Evaluate the intramedullary nail holes laser indicator in a human test. The evaluation was performed on a middle-aged man with an acute tibia and fibula fracture of the distal area of the right leg. The study was approved by the ethics committee of the Shohada Lenjan Hospital, Iran, in January 2020. Also, informed consent of participating was obtained and the study was performed under relevant guidelines and regulations. Figure 5-A illustrates an X-ray image of the patient's right leg before the surgery.
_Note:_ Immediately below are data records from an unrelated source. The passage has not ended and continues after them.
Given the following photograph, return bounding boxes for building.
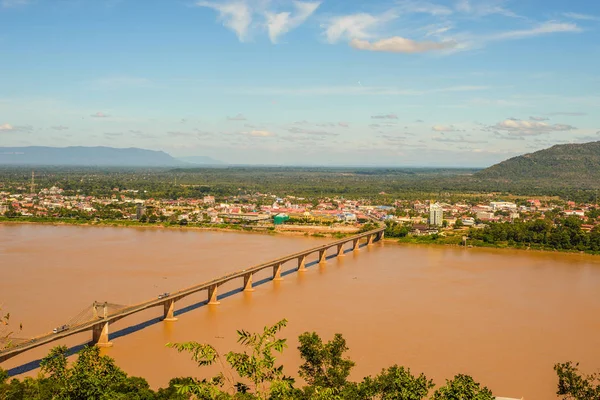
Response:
[429,203,444,226]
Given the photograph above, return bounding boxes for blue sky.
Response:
[0,0,600,167]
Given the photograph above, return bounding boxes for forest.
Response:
[0,166,597,204]
[0,319,600,400]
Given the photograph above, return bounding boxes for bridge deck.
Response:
[0,227,385,362]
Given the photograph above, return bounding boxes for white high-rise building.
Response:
[429,203,444,226]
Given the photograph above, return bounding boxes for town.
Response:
[0,182,598,236]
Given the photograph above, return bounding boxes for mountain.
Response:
[0,146,188,167]
[178,156,224,165]
[473,141,600,188]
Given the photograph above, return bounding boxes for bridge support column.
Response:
[298,256,306,271]
[244,274,254,292]
[92,321,112,347]
[273,263,283,281]
[208,285,221,304]
[319,249,327,264]
[163,300,177,321]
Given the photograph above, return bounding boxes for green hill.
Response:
[473,141,600,188]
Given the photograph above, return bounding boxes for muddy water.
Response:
[0,225,600,400]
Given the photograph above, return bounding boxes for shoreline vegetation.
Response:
[0,319,600,400]
[0,216,600,255]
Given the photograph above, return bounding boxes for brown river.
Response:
[0,225,600,400]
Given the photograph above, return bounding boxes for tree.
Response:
[554,361,600,400]
[167,319,293,399]
[359,365,435,400]
[431,374,494,400]
[298,332,355,392]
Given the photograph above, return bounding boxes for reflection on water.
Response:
[0,225,600,399]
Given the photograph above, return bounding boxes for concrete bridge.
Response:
[0,227,385,363]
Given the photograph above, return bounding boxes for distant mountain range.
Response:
[473,141,600,188]
[0,146,221,167]
[178,156,224,165]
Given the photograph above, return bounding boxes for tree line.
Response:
[0,319,600,400]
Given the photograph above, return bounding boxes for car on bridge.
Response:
[52,325,69,333]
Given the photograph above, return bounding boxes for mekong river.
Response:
[0,225,600,400]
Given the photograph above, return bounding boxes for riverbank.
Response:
[0,217,359,239]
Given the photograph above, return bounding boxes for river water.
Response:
[0,225,600,400]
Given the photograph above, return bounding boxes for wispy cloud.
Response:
[230,85,491,95]
[350,36,457,53]
[490,119,576,136]
[0,124,33,133]
[546,111,587,117]
[0,0,31,8]
[196,1,252,42]
[196,0,321,43]
[456,0,518,17]
[265,1,321,43]
[431,125,458,132]
[227,114,246,121]
[371,114,398,119]
[563,12,600,21]
[321,10,398,43]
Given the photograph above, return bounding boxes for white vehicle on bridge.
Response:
[52,325,69,333]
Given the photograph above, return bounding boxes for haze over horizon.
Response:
[0,0,600,167]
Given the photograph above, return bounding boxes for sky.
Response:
[0,0,600,167]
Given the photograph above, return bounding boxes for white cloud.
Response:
[563,12,600,21]
[398,1,453,16]
[371,114,398,119]
[322,11,397,43]
[0,0,30,8]
[265,1,321,43]
[456,0,518,17]
[227,114,246,121]
[196,0,252,42]
[431,125,457,132]
[0,124,33,133]
[230,85,491,95]
[488,21,581,40]
[243,130,276,137]
[350,36,457,53]
[491,119,576,136]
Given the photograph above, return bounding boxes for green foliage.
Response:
[298,332,355,393]
[554,362,600,400]
[360,365,435,400]
[469,217,600,253]
[167,319,293,399]
[431,374,494,400]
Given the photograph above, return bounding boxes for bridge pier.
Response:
[319,249,327,264]
[298,256,306,271]
[244,274,254,292]
[92,321,112,347]
[208,285,221,304]
[163,300,177,322]
[273,263,283,281]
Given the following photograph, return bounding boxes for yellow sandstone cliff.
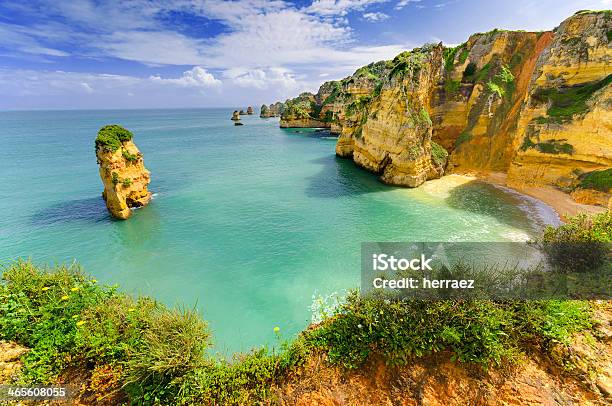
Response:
[96,125,151,220]
[280,11,612,203]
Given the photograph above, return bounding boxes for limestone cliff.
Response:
[96,125,151,220]
[508,12,612,197]
[259,102,285,118]
[270,11,612,200]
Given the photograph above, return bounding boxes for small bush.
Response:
[444,79,461,95]
[96,124,134,152]
[111,172,119,185]
[431,141,448,167]
[487,65,514,99]
[538,211,612,272]
[307,294,590,368]
[121,149,138,162]
[580,168,612,192]
[534,140,574,155]
[463,62,476,82]
[533,74,612,123]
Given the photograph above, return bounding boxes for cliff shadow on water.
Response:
[306,155,402,198]
[31,196,110,226]
[445,180,553,233]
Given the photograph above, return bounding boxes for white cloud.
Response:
[0,23,69,56]
[306,0,388,16]
[363,12,389,22]
[81,82,93,93]
[94,31,205,65]
[224,67,298,89]
[0,0,416,105]
[149,66,221,87]
[395,0,421,10]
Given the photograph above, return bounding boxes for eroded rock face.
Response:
[508,12,612,191]
[96,125,151,220]
[268,11,612,190]
[259,102,285,118]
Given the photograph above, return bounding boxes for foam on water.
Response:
[0,108,553,352]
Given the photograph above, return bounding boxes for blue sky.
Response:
[0,0,612,109]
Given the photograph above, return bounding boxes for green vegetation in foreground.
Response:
[580,168,612,192]
[0,213,611,405]
[96,124,134,152]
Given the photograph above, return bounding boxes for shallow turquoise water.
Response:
[0,109,554,353]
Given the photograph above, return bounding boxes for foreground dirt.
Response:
[0,341,28,384]
[0,301,612,406]
[276,303,612,406]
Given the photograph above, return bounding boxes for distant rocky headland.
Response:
[259,102,285,118]
[260,11,612,207]
[96,124,151,220]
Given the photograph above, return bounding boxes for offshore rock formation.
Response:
[96,125,151,220]
[280,11,612,197]
[259,102,285,118]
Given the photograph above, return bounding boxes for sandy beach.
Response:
[476,172,606,220]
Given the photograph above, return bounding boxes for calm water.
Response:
[0,109,554,353]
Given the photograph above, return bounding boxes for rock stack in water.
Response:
[96,124,151,220]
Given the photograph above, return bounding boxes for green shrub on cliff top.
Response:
[96,124,134,152]
[580,168,612,192]
[431,141,448,167]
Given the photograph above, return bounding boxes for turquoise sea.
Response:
[0,108,557,354]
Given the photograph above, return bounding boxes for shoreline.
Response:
[456,172,606,221]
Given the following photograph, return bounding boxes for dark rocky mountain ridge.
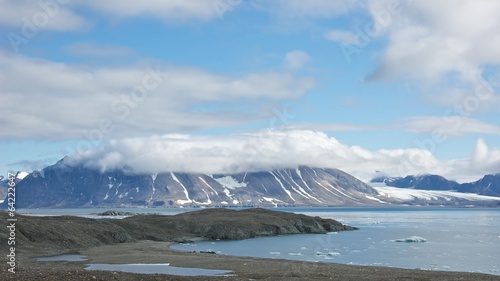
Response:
[3,159,380,208]
[371,173,500,196]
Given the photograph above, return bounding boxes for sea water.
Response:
[172,207,500,275]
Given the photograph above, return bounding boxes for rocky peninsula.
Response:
[0,209,500,280]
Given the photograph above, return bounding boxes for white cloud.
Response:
[368,0,500,105]
[0,53,313,140]
[62,42,133,58]
[268,0,360,18]
[0,0,89,31]
[286,122,377,132]
[67,130,500,181]
[83,0,227,21]
[325,30,359,45]
[285,50,311,71]
[401,115,500,137]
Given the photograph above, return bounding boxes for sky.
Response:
[0,0,500,182]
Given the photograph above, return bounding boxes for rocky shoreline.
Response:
[0,209,500,280]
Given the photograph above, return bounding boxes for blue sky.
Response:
[0,0,500,180]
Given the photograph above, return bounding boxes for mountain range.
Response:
[0,158,500,208]
[371,173,500,196]
[2,156,378,208]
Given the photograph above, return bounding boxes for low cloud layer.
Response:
[0,52,314,140]
[67,130,500,181]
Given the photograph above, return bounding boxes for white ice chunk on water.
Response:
[392,236,427,243]
[316,252,340,257]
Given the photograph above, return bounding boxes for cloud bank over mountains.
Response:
[68,130,500,182]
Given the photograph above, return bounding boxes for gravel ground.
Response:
[0,241,500,281]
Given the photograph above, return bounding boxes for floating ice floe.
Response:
[316,252,340,257]
[392,236,427,243]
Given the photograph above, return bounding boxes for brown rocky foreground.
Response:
[0,209,500,280]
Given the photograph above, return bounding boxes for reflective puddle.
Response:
[35,255,234,276]
[35,255,87,261]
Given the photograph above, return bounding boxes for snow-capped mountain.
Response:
[0,171,29,203]
[4,159,380,208]
[371,173,500,196]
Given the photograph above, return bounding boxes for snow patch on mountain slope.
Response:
[215,176,247,189]
[16,171,29,180]
[170,173,193,205]
[373,186,500,201]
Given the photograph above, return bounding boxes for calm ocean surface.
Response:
[19,207,500,275]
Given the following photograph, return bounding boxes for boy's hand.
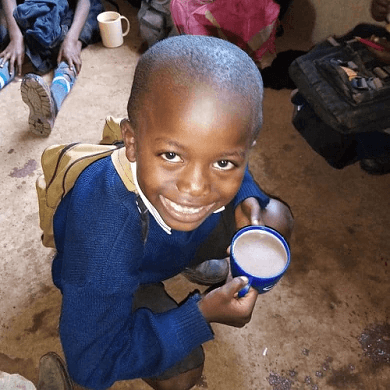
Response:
[0,34,25,76]
[198,276,258,328]
[57,36,82,74]
[235,198,264,229]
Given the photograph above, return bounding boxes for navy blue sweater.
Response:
[52,149,269,390]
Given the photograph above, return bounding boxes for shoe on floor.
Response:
[360,156,390,175]
[37,352,73,390]
[182,259,229,286]
[20,73,56,136]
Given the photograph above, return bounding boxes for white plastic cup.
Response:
[97,11,130,47]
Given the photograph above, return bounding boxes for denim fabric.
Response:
[10,0,104,74]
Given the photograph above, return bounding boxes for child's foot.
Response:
[182,259,229,286]
[37,352,73,390]
[20,73,56,136]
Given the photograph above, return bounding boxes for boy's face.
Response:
[124,75,253,231]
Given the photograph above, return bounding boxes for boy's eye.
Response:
[161,152,181,162]
[214,160,235,171]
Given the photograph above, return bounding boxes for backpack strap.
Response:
[36,143,118,248]
[111,148,149,244]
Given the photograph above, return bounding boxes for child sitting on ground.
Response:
[0,0,103,136]
[46,36,293,390]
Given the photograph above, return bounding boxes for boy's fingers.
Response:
[225,276,249,296]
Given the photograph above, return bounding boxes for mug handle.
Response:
[121,15,130,37]
[238,277,253,298]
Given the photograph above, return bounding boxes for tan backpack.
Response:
[36,116,123,248]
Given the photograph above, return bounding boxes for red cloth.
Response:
[171,0,280,61]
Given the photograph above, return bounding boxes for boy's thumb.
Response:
[232,276,249,294]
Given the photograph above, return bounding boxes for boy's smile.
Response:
[125,75,252,231]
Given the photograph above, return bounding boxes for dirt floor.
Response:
[0,0,390,390]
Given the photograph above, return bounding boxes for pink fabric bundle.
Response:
[171,0,280,61]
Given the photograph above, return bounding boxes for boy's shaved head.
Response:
[127,35,263,139]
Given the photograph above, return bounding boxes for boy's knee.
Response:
[262,198,294,241]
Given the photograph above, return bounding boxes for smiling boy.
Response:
[49,36,292,390]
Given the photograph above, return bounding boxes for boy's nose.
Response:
[177,167,210,197]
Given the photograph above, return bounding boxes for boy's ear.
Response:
[121,119,136,162]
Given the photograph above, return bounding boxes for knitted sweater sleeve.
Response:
[55,163,213,390]
[233,166,270,209]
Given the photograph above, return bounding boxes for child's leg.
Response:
[261,198,294,241]
[37,352,73,390]
[50,62,77,113]
[20,73,57,136]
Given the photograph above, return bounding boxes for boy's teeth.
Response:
[165,198,203,214]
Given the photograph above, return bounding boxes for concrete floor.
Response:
[0,0,390,390]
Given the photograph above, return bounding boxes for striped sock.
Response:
[50,62,76,113]
[0,61,15,89]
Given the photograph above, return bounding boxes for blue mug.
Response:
[230,226,290,298]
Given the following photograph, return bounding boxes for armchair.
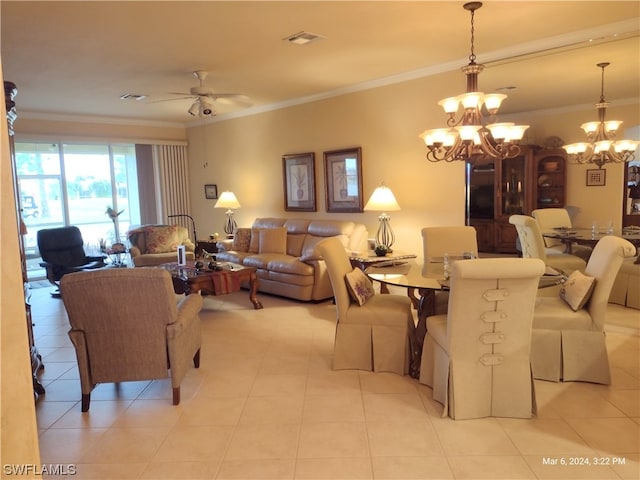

Intramedullary nailing was performed using a tibia nail and three locking screws (Osveh Asia Medical Instrument Co - Iran). By utilizing the intramedullary nail holes laser indicator, finding drilling position, incisions skin, and drilling toward the IMN hole performed in a dark surgery room. Then, fastening the locking screw was performed in the natural light of the surgery room. Distal and proximal interlocking performed successfully for one hole in the distal area and two holes in the proximal area with no errors. Figure 5-B finding drilling position by the intramedullary nail holes laser indicator in the dark surgery room, and figure 5-C shows interlocking the IMN. Figure 5-D shows the X-ray image of the right patient's foot one day after surgery.